With respect to the results of the BTC-bond correlation, it is interesting that the coefficients of information shares flip to positive in Table 3, 4, 5 and 6, and they reduce in magnitude and statistical significance in Table 4 and 6 and in the case of lagged information shares. Similar to the case of BTC-S&P500 and BTC-gold correlations, the result is stronger with statistical significance at the 1–10% level over the period starting from 2020 as seen from the interaction term coefficient. In contrast to the S&P500 and gold markets, the bond market does not support the portfolio rebalance channel, which can be explained by the fact that bondholders may potentially not be driven by profit-seeking.Footnote 7

4 Conclusion

We find that the information shares in the spirit of Hasbrouck (1995, 2003) have significantly positive impacts on the BTC futures trading activity and that the futures market contributes to the BTC price discovery. This indicates that spot market participants incorporate information from the BTC futures trading activities in the CME exchange typically dominated by institutional investors.

Moreover, the estimation results reveal that increases in information shares negatively affect both the pairwise correlations BTC-SP500 and BTC-gold, especially from the start of 2020. Those negative relationships could indicate that as institutional investors allocate more (less) funds into BTC, they decrease (increase) their SP500 and gold positions as part of their allocation strategies. In contrast, increases in the information shares raise the BTC-bond correlation. Since the BTC market is quite fragmented with multiple venues including derivative contracts across the world such as the Grayscale BTC Trust, BTC ETFs and Futures trading at different time zones, future studies could analyze more in detail how the price discovery of BTC takes place, especially with the upcoming BTC ETFs in the U.S. that help institutional investors gain more exposure to BTC.

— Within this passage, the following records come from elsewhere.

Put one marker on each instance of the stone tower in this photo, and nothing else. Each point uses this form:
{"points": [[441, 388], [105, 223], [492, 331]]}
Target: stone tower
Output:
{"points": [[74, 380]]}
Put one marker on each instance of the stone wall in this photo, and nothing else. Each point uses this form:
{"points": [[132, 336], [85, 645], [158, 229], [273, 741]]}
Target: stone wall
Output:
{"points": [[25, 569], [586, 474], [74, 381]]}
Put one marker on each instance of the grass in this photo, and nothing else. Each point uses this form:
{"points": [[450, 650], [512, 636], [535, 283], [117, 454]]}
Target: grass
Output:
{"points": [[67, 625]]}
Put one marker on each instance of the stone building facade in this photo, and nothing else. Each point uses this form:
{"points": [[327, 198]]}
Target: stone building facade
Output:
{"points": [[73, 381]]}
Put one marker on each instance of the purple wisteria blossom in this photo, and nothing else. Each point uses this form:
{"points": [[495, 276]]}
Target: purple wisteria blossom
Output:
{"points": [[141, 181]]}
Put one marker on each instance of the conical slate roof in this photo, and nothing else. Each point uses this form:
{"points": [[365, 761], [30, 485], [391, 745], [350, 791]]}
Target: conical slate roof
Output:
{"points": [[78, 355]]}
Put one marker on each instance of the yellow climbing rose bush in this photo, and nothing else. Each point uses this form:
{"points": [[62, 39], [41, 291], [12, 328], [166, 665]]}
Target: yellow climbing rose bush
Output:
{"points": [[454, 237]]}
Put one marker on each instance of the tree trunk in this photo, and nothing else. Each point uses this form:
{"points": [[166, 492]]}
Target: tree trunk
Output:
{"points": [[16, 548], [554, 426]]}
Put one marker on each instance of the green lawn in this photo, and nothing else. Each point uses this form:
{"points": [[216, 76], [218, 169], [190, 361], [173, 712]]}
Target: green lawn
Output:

One drawback of our study is we only focus on the BTC market because of its largest market capitalization in the cryptocurrency world. While BTC has been approved by regulators in some developed countries such as Canada and the U.S. for futures trading and exchange traded funds, many others among over ten thousand cryptocurrencies are subjective to regulation and they are often considered as securities. It is therefore interesting for future studies to examine how institutional trading activity can impact the pairwise correlations between other cryptocurrencies and traditional assets, where price discovery of securities-akin cryptocurrencies and institutional interest depend on technological capabilities (Philippi et al., 2021) and regulations (Allen et al., 2021).